「おばちゃん、いないね。」

「そうだね。
お店の中でなにかしてるのかもしれないね。」



次の日、篠宮さんの姿は店の前にはなく、いつものように挨拶を交わすことはなかった。
そのことがなんとなく寂しく感じられたが、特に買うものもなかったので無理に店の中をのぞくことはしなかった。

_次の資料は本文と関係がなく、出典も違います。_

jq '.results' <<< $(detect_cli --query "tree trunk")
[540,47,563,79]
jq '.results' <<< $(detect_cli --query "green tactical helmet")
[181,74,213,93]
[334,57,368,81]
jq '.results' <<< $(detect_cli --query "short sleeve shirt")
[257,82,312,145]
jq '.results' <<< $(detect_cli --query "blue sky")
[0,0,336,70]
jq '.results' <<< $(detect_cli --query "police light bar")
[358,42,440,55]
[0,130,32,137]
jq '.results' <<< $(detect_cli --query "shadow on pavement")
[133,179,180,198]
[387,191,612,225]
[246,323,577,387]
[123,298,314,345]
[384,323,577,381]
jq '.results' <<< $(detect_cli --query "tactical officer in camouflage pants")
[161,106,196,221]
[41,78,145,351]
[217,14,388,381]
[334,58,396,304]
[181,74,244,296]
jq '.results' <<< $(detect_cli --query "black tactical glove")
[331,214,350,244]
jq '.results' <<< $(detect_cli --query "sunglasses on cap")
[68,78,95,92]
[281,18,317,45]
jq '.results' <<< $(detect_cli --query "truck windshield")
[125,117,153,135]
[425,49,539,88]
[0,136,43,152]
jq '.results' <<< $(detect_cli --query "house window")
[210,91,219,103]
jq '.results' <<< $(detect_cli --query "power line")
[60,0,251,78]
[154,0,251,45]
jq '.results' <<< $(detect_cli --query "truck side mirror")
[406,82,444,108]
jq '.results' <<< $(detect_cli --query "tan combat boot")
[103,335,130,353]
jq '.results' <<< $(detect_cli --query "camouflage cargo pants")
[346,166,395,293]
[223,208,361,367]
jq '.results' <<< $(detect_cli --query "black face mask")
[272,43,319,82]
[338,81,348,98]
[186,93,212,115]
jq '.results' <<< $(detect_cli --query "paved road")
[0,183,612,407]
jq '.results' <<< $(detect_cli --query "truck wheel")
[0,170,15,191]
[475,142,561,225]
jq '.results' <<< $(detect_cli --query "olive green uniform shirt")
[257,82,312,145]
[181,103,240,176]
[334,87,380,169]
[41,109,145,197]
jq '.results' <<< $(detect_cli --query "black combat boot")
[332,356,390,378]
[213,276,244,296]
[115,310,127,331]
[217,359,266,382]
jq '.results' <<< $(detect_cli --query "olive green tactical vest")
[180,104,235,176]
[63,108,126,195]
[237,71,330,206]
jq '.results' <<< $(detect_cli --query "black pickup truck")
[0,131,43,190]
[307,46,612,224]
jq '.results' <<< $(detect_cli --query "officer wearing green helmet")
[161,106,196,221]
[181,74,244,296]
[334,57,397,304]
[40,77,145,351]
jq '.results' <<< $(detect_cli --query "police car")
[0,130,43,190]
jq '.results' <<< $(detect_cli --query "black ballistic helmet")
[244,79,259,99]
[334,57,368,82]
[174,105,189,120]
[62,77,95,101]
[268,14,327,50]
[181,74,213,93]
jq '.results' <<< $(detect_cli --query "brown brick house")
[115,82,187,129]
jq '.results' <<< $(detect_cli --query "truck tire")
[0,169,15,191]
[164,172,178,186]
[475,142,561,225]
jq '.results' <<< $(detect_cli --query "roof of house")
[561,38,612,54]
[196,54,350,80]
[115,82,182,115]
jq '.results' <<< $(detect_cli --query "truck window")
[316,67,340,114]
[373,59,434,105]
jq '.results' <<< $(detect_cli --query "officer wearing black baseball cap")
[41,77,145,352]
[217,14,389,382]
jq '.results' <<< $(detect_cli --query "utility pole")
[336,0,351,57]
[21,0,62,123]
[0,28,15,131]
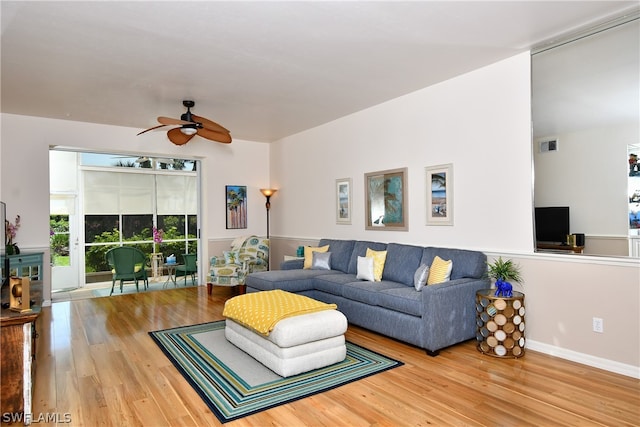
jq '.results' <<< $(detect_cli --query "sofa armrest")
[280,259,304,270]
[422,279,491,352]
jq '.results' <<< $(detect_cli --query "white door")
[50,195,81,292]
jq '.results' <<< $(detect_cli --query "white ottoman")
[225,310,347,377]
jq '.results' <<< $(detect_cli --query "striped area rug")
[149,321,403,423]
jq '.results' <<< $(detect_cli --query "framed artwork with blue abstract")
[225,185,247,229]
[364,168,409,231]
[336,178,351,224]
[425,163,453,225]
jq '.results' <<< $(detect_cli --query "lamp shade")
[260,188,278,197]
[180,125,198,135]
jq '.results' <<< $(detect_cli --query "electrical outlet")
[593,317,604,333]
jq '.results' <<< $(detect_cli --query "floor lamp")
[260,188,278,270]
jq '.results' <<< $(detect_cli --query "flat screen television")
[535,206,569,244]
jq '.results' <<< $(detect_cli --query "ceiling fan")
[138,100,231,145]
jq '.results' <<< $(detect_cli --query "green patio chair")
[105,246,149,296]
[176,254,198,286]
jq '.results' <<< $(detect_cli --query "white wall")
[271,54,640,377]
[271,54,533,251]
[0,114,269,298]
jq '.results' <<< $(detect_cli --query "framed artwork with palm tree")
[364,168,409,231]
[225,185,247,229]
[425,163,453,225]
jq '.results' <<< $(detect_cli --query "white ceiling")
[0,1,640,142]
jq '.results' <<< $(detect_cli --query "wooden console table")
[536,243,584,254]
[0,282,42,425]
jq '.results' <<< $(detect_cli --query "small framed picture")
[224,185,247,229]
[425,163,453,225]
[336,178,351,224]
[364,168,409,231]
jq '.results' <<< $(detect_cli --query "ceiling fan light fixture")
[180,125,198,136]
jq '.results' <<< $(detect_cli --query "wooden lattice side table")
[476,289,525,358]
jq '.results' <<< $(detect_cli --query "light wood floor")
[34,287,640,426]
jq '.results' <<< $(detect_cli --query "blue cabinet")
[2,252,44,282]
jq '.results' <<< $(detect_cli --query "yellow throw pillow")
[367,248,387,282]
[303,245,329,270]
[427,255,453,286]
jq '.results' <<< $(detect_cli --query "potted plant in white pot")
[487,257,524,297]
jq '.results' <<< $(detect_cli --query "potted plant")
[487,257,524,297]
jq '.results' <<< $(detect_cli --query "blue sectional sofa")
[246,239,490,356]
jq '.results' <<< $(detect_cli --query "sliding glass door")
[51,153,198,290]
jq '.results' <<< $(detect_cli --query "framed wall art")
[364,168,409,231]
[336,178,351,224]
[224,185,247,229]
[425,163,453,225]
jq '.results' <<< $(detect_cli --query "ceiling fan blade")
[198,128,231,144]
[191,114,230,133]
[158,116,193,125]
[167,128,195,145]
[136,125,166,136]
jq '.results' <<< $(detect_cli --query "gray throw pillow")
[311,252,331,270]
[413,264,429,291]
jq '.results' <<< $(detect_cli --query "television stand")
[536,242,584,254]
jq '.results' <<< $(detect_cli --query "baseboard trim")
[527,340,640,379]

土曜日も花屋の方に用事はなかったので篠宮さんには会えず、そして、日曜は大型スーパーに出かけたのでやはり会えなかった。



たった三日……
それだけ会えないだけで、心の中にすきま風のようなものが通り抜けた。







「あぁ、悔しい!
あんなに安いのに、買えないなんて……
ねぇ、優一……冷蔵庫、もう一台買わない?
ここになら何とか置けるんじゃないかな?」

「なっちゃん……そんなことしてたら、僕達、みんな食べ過ぎで病気になっちゃうよ。」

「まぁ…確かにそうだよね。
あぁ、でも、すっごく残念~~!」

「そうだね。
まぁ、大勢でパーティとかする時は良いかもしれないけどね。」

ついぽろっとそんなことを言ってしまったけれど、パーティなんてする予定はもちろんなかった。

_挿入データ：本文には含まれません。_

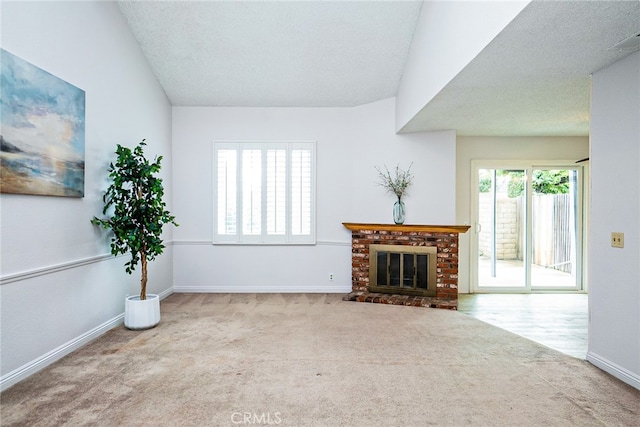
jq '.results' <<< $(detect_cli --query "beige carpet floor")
[0,294,640,427]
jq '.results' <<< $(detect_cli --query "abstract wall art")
[0,49,85,197]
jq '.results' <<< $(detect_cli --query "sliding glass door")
[472,162,582,292]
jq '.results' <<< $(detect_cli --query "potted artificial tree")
[91,139,178,329]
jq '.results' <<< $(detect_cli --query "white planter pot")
[124,294,160,330]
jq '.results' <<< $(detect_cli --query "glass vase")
[393,199,404,224]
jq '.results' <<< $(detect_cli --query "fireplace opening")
[369,245,437,296]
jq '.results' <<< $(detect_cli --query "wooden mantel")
[342,222,471,233]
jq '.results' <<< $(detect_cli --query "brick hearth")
[343,222,469,310]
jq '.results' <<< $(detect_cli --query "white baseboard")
[0,313,124,391]
[587,351,640,390]
[173,285,351,294]
[0,289,173,391]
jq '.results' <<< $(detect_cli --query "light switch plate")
[611,232,624,248]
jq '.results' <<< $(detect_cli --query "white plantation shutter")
[215,150,237,235]
[213,142,315,244]
[291,149,311,236]
[265,149,287,235]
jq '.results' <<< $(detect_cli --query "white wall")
[396,0,530,130]
[173,99,455,292]
[587,52,640,389]
[456,137,589,293]
[0,1,172,388]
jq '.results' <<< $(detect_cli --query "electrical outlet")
[611,232,624,248]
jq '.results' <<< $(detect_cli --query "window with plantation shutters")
[213,142,315,244]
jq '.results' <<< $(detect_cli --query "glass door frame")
[469,160,588,293]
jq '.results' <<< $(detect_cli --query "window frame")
[211,140,317,245]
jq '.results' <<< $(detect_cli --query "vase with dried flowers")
[376,163,413,224]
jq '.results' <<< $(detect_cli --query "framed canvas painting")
[0,49,85,197]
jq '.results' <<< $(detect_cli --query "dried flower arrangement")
[376,163,413,200]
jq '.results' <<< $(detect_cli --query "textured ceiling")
[402,1,640,136]
[119,1,422,107]
[119,0,640,136]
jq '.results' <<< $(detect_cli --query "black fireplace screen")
[369,245,437,296]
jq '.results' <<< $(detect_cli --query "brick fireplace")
[343,222,469,310]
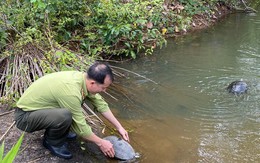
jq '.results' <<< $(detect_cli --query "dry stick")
[0,110,14,117]
[0,121,15,142]
[110,65,158,84]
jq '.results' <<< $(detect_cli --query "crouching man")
[15,62,129,159]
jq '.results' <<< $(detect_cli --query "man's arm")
[101,110,129,142]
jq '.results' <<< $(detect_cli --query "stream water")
[102,10,260,163]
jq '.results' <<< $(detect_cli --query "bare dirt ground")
[0,105,111,163]
[0,3,232,163]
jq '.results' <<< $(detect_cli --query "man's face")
[88,76,112,94]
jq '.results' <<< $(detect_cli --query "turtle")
[103,135,138,161]
[227,80,248,94]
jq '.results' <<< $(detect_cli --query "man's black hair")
[87,62,114,84]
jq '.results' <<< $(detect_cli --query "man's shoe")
[67,132,77,140]
[43,139,72,159]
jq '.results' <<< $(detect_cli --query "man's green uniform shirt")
[17,71,109,136]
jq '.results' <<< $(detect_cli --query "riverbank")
[0,5,232,163]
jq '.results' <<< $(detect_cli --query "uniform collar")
[81,73,88,100]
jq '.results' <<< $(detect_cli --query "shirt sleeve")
[87,93,109,113]
[56,95,92,137]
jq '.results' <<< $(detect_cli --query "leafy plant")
[0,133,24,163]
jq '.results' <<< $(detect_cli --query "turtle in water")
[227,80,248,94]
[103,136,139,161]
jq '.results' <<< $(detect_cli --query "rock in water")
[227,81,248,94]
[104,136,135,160]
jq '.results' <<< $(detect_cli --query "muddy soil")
[0,3,230,163]
[0,105,111,163]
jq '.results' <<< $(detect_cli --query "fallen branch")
[0,121,15,142]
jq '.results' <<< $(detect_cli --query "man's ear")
[90,80,96,85]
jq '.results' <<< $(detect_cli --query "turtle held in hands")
[103,136,139,161]
[227,80,248,94]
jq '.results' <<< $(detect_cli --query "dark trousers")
[15,108,72,146]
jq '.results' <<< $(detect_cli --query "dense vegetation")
[0,0,252,102]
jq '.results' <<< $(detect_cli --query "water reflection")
[104,11,260,162]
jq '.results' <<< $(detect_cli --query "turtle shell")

「そういえば、小太郎から聞いたんだけど、翔君ママが私に会いたいって言ってるんだって?」

「僕は直接は聞いてないけど、小太郎にはそんなこと言ってるみたいだよ。
それに、篠宮さんのこともあれこれ聞いてたみたい。
若いから何にでも興味があるんだね。」

「若いっていくつくらいなの?」

「う~ん…二十代前半から半ばって感じかな?
年の割にしっかりはしてるんだけどね。」

「うわ…そんなに若いんだ……やだなぁ……
いくら私が若く見えても、しゃべったらおばさんだってことがバレるよね。」

「生きてりゃ誰だって年取るんだし、おばさんだって良いじゃない。」



僕の頭の中に、明るい笑顔の父さんと母さんが浮かんだ。
そう……四年の月日が流れても、母さん達は、あの日以来少しも変わらない。